Helena Garrido, 41 anos, desce as escadas do prédio onde vive, no Porto, com um saco na mão, cheio de tupperwares. Hoje, levam cozido à portuguesa. Não falta nada: couves, enchidos, vários tipos de carnes e arroz feito com a água das cozeduras.
São 19h45 quando deixa as caixas plásticas na bagageira do carro de família, estacionado à porta de casa. Quinze minutos depois, Eduardo Garrido, 41 anos, sai do trabalho, entra no carro e leva consigo o jantar que a mulher lhe preparou, e que irá comer sozinho. Na manhã seguinte, as caixas farão a viagem de regresso, já vazias.

A cena repete-se todos os dias, ou melhor, nos dias em que Eduardo está de turno no Centro Educativo de Santo António, onde trabalha, uma instituição que acolhe jovens entre os 12 e os 16 anos, autores de “factos qualificados pela lei como crime”. Mesmo nesta altura de pandemia há sempre jovens a chegar, e alguns, conta, “quando lhes passam para a mão um termómetro para tirarem a febre, nem sabem o que aquilo é.” Mas esse é outro assunto.
“Não se trata só de comida”
Para diminuir os riscos de contágio de Covid-19 – tanto no emprego como na família –, nos dias em que está a trabalhar, que podem ser cinco ou sete, prefere manter-se isolado, por isso, vai dormir a casa de um familiar, que tem estado vazia. Demasiado vazia, admite. Não fica longe dali, mas isto da distância, já se sabe, é relativo.
Quando ali chega, à noite, sabe-lhe bem abrir as caixas para descobrir o que Helena lhe reservou. “O melhor até hoje? Talvez um ensopado de borrego”, arrisca. Às vezes, encontra uma surpresa: uns morangos ou o seu sumo preferido. Pequenos nadas que, por estes dias, garante, sabem a muito. “Não se trata só de comida, mas de saber que a Helena a fez para mim. Namoramos através dos tupperwares”, atira, a rir-se. Não, até hoje nunca encontrou um bilhetinho amoroso. “Digamos que o mimo através dos sentidos… E da barriga!”, acrescenta a mulher, bem-humorada.

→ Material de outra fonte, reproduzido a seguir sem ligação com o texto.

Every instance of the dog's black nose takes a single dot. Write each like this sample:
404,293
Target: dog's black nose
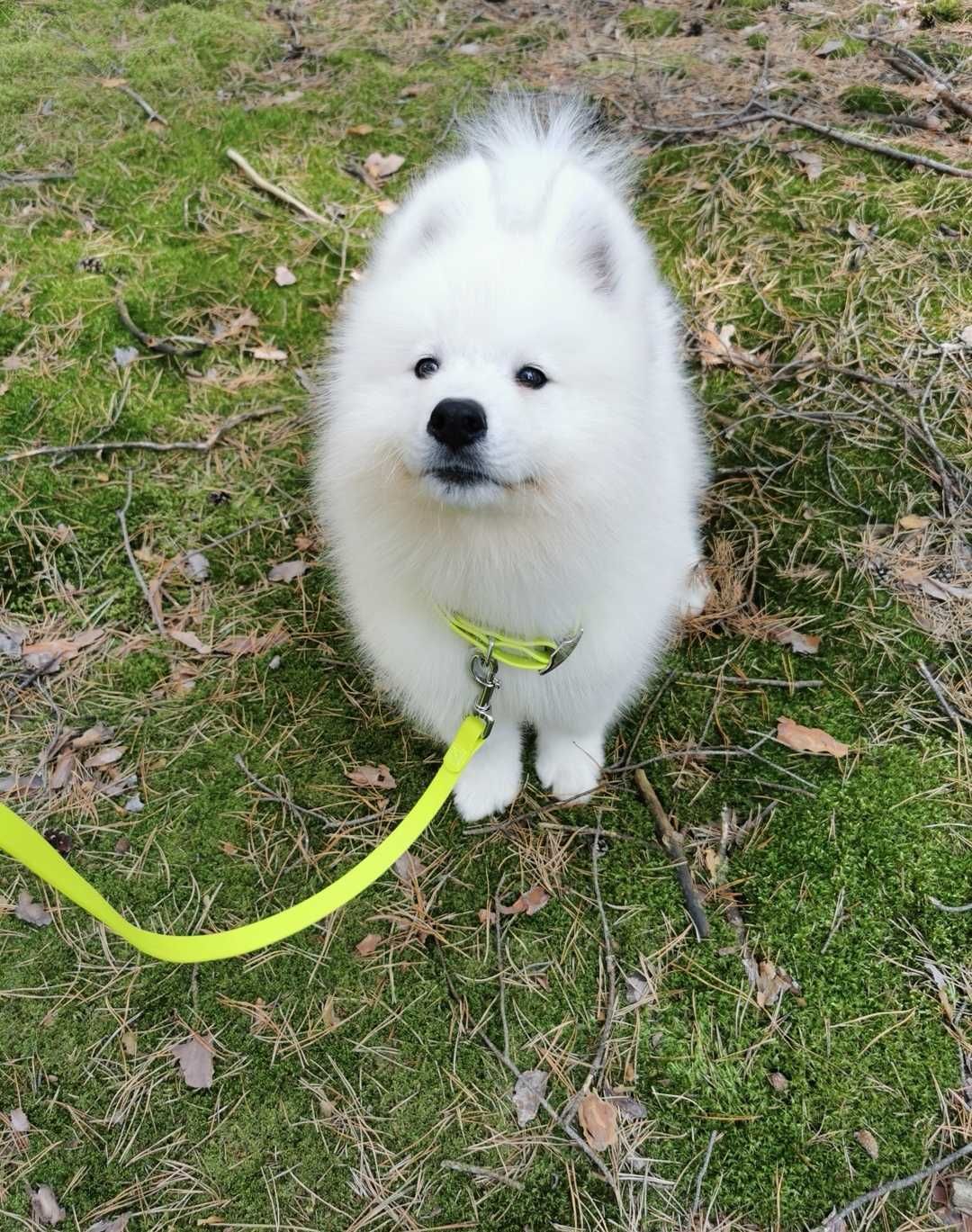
457,423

Nesta altura, Helena pede uma pausa para desfazer equívocos. “Não quero que fiquem com a ideia errada de que, por ser mulher, sou eu que faço sempre a comida. Somos ambos bons chefs e, quando está em casa, é ele quem cozinha para mim.” O marido confirma: “É um dos nossos rituais. Assim como é à mesa, enquanto comemos, que conversamos, discutimos e nos organizamos enquanto família. Fazer as refeições juntos dá-nos prazer.”

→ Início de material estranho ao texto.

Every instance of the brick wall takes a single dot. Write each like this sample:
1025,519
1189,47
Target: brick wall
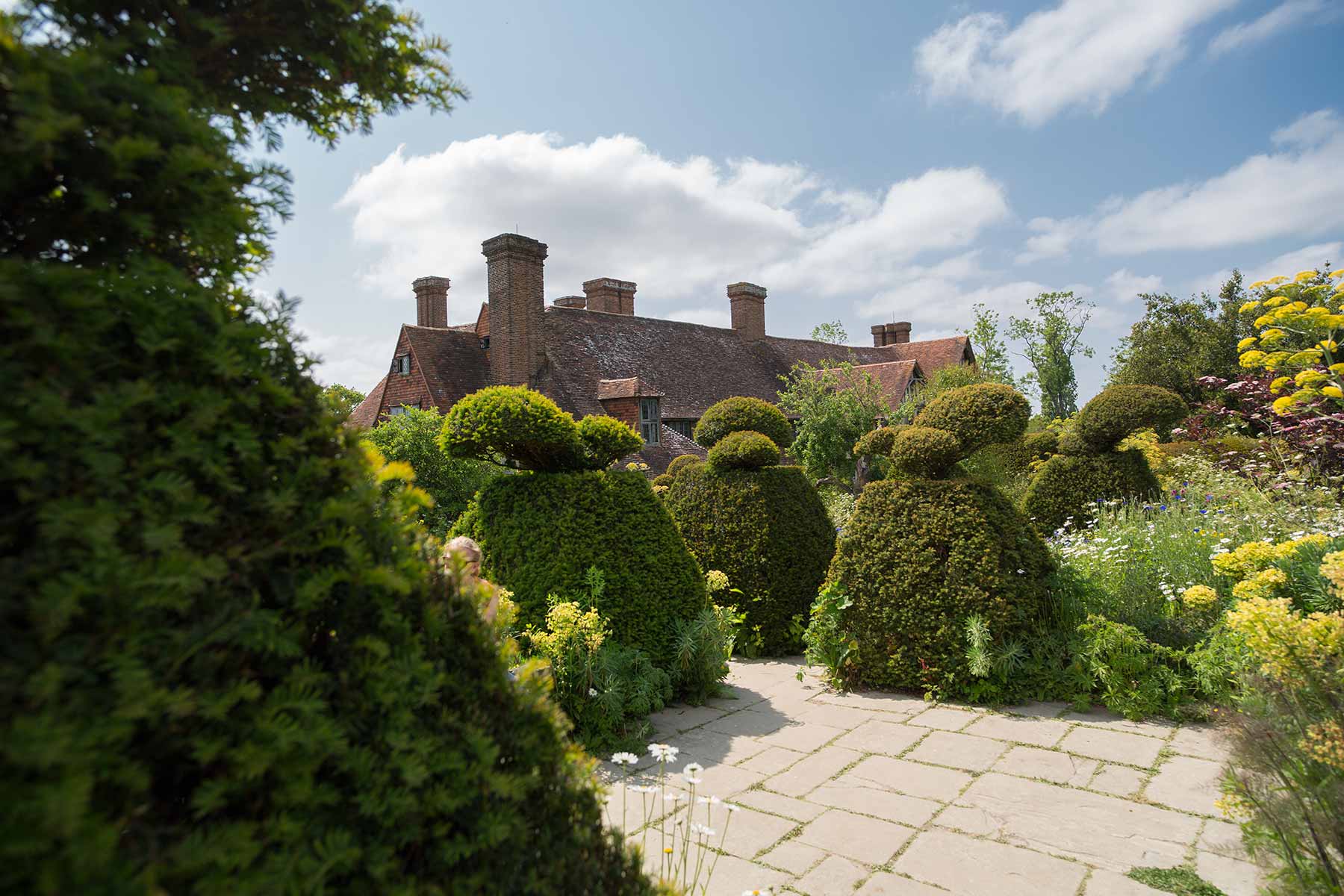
517,301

Por isso, nas semanas em que está de turno, custa-lhe regressar à noite para uma casa às escuras, e nem as videochamadas regulares são capazes de matar as saudades. “Sinto falta da minha mulher e dos meus filhos mas, quando me sinto mais sozinho, penso que estou a fazer isto por todos nós e pela comunidade. Não é um isolamento total, nem sequer uma quarentena, digamos que é o nosso plano de contingência familiar.”
Calamidade 0-1 Romance
No apartamento do casal, onde também se mantém recolhida, saindo só para tratar de assuntos profissionais, Helena não está sozinha. Tem a companhia dos filhos, Gabriela e Eduardo, mas lá acaba por dizer, com uma certa ironia, que “como adolescentes que são, estão confinados no quarto.”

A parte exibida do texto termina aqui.